Jin Ge, Fan Xiaomei, Liang Xiaoliang, Dai Honghong, Wang Jun
Department of Gynecology, the Fourth Hospital of Hebei Medical University, Shijiazhuang, China.
Department of Radiation Oncology, the Fourth Hospital of Hebei Medical University, Hebei Clinical Research Center for Radiation Oncology, Shijiazhuang, China.
Front Genet. 2025 Jul 30;16:1578075. doi: 10.3389/fgene.2025.1578075. eCollection 2025.

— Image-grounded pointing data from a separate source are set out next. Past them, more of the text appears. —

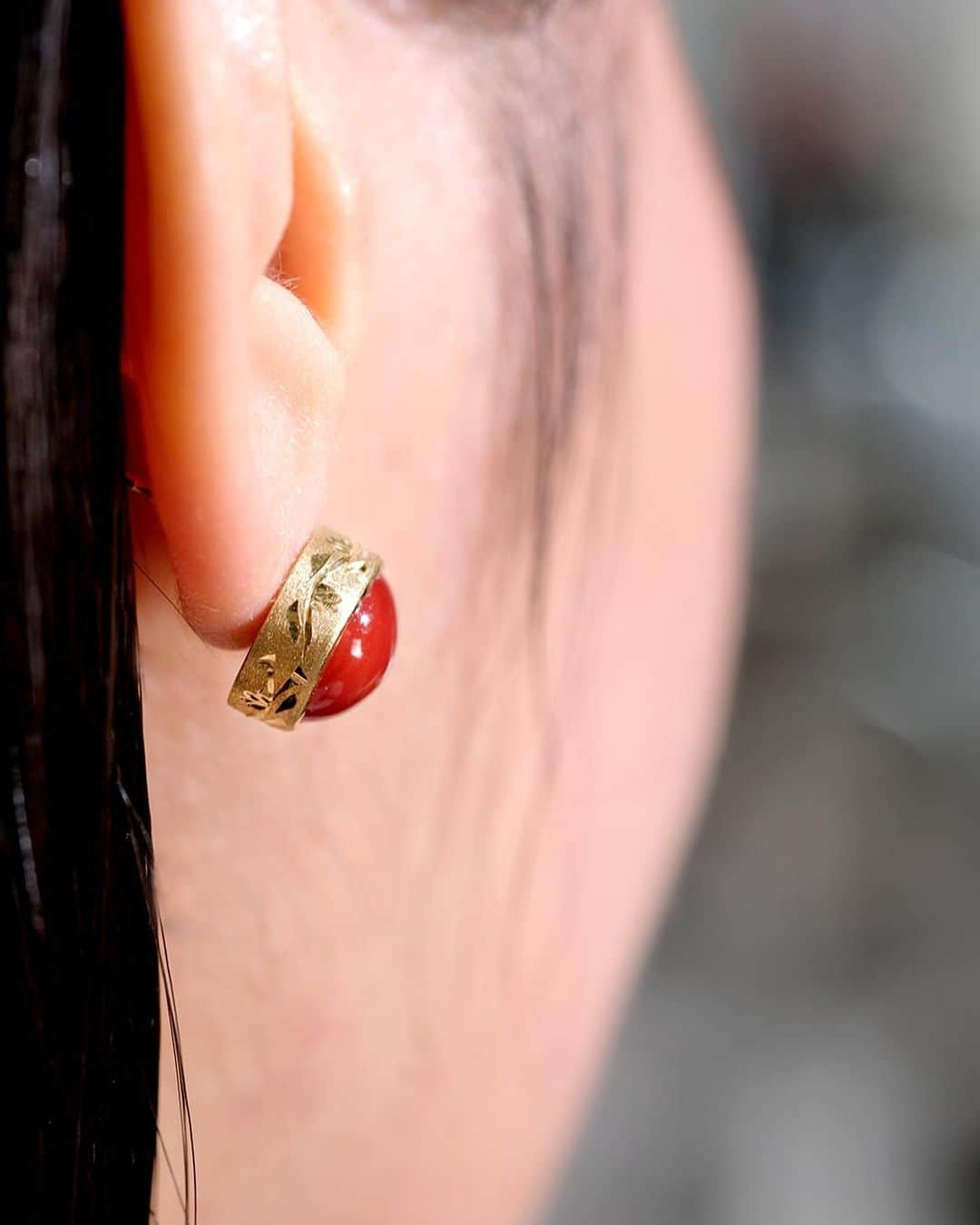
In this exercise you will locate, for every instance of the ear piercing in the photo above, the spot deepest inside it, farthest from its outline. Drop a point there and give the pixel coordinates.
(328, 639)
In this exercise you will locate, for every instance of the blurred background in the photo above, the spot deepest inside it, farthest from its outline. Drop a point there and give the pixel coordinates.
(805, 1045)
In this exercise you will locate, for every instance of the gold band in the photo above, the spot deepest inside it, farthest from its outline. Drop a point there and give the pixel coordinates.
(277, 679)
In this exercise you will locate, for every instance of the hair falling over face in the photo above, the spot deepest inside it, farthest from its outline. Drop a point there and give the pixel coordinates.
(79, 936)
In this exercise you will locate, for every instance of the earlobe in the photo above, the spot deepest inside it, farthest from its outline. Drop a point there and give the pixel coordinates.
(238, 374)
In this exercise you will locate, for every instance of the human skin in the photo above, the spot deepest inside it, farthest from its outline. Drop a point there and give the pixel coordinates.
(399, 940)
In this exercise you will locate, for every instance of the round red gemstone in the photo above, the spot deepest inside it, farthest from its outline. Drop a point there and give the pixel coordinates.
(360, 657)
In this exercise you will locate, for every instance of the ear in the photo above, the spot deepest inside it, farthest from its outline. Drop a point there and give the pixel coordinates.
(238, 382)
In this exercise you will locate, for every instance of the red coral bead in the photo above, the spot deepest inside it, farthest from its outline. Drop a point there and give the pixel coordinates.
(360, 657)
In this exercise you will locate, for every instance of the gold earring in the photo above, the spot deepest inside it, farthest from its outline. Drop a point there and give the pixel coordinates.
(328, 639)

INTRODUCTION: Abnormalities in ubiquitination-related pathways or systems are closely associated with various cancers, including cervical cancer (CC). However, the biological function and clinical value of ubiquitination-related genes (UbLGs) in CC remain unclear. This study aimed to explore key UbLGs associated with CC, construct a prognostic model, and investigate their potential clinical and immunological significance. METHODS: Differentially expressed genes (DEGs) between CC (tumor) and standard samples in self-sequencing and TCGA-GTEx-CESC datasets were identified using differential analysis. We identified overlaps between DEGs in both datasets and UbLGs, revealing key crossover genes. Subsequently, biological markers were identified via univariate Cox regression analysis and least absolute shrinkage and selection operator algorithms. After conducting independent prognostic analysis, immune infiltration analysis was performed to investigate the immune cells that differed between the two risk subgroups. Differences in immune checkpoint expression between the subgroups were analyzed. Real-Time Quantitative Polymerase Chain Reaction (RT-qPCR) was performed to confirm the expression trends of the biomarkers. RESULTS: Differentially expressed genes related to ubiquitination were screened from the Self-seq and TCGAGTEx-CESC datasets, and five key biomarkers (MMP1, RNF2, TFRC, SPP1, and CXCL8) were identified. The risk score model constructed based on these biomarkers could effectively predict the survival rate of cervical cancer patients (AUC >0.6 for 1/3/5 years). Immune microenvironment analysis showed that 12 types of immune cells, including memory B cells and M0 macrophages, as well as four immune checkpoints, exhibited significant differences between the high-risk and low-risk groups. RT-qPCR confirmed that MMP1, TFRC, and CXCL8 were upregulated in tumor tissues. DISCUSSION: Our study identified five ubiquitination-related biomarkers, namely, MMP1, RNF2, TFRC, SPP1, and CXCL8, which were significantly associated with CC. The validated risk model demonstrates strong predictive value for patient survival. These findings provide crucial insights into the role of ubiquitination in CC pathogenesis and offer valuable targets for advancing future research and therapeutic strategies.
引言:泛素化相关途径或系统的异常与包括宫颈癌(CC)在内的多种癌症密切相关。然而,泛素化相关基因(UbLGs)在CC中的生物学功能和临床价值仍不清楚。本研究旨在探索与CC相关的关键UbLGs,构建预后模型,并研究其潜在的临床和免疫学意义。 方法:使用差异分析确定自我测序以及TCGA-GTEx-CESC数据集中CC(肿瘤)与标准样本之间的差异表达基因(DEGs)。我们确定了两个数据集中DEGs与UbLGs之间的重叠,揭示了关键的交叉基因。随后,通过单变量Cox回归分析和最小绝对收缩和选择算子算法确定生物学标志物。在进行独立预后分析后,进行免疫浸润分析以研究两个风险亚组之间存在差异的免疫细胞。分析亚组之间免疫检查点表达的差异。进行实时定量聚合酶链反应(RT-qPCR)以确认生物标志物的表达趋势。 结果:从自我测序和TCGA-GTEx-CESC数据集中筛选出与泛素化相关的差异表达基因,并鉴定出五个关键生物标志物(MMP1、RNF2、TFRC、SPP1和CXCL8)。基于这些生物标志物构建的风险评分模型可以有效预测宫颈癌患者的生存率(1/3/5年的AUC>0.6)。免疫微环境分析表明,包括记忆B细胞和M0巨噬细胞在内的12种免疫细胞以及四个免疫检查点在高风险和低风险组之间存在显著差异。RT-qPCR证实MMP1、TFRC和CXCL8在肿瘤组织中上调。 讨论:我们的研究确定了五个与泛素化相关的生物标志物,即MMP1、RNF2、TFRC、SPP1和CXCL8,它们与CC显著相关。经过验证的风险模型对患者生存具有很强的预测价值。这些发现为泛素化在CC发病机制中的作用提供了重要见解,并为推进未来的研究和治疗策略提供了有价值的靶点。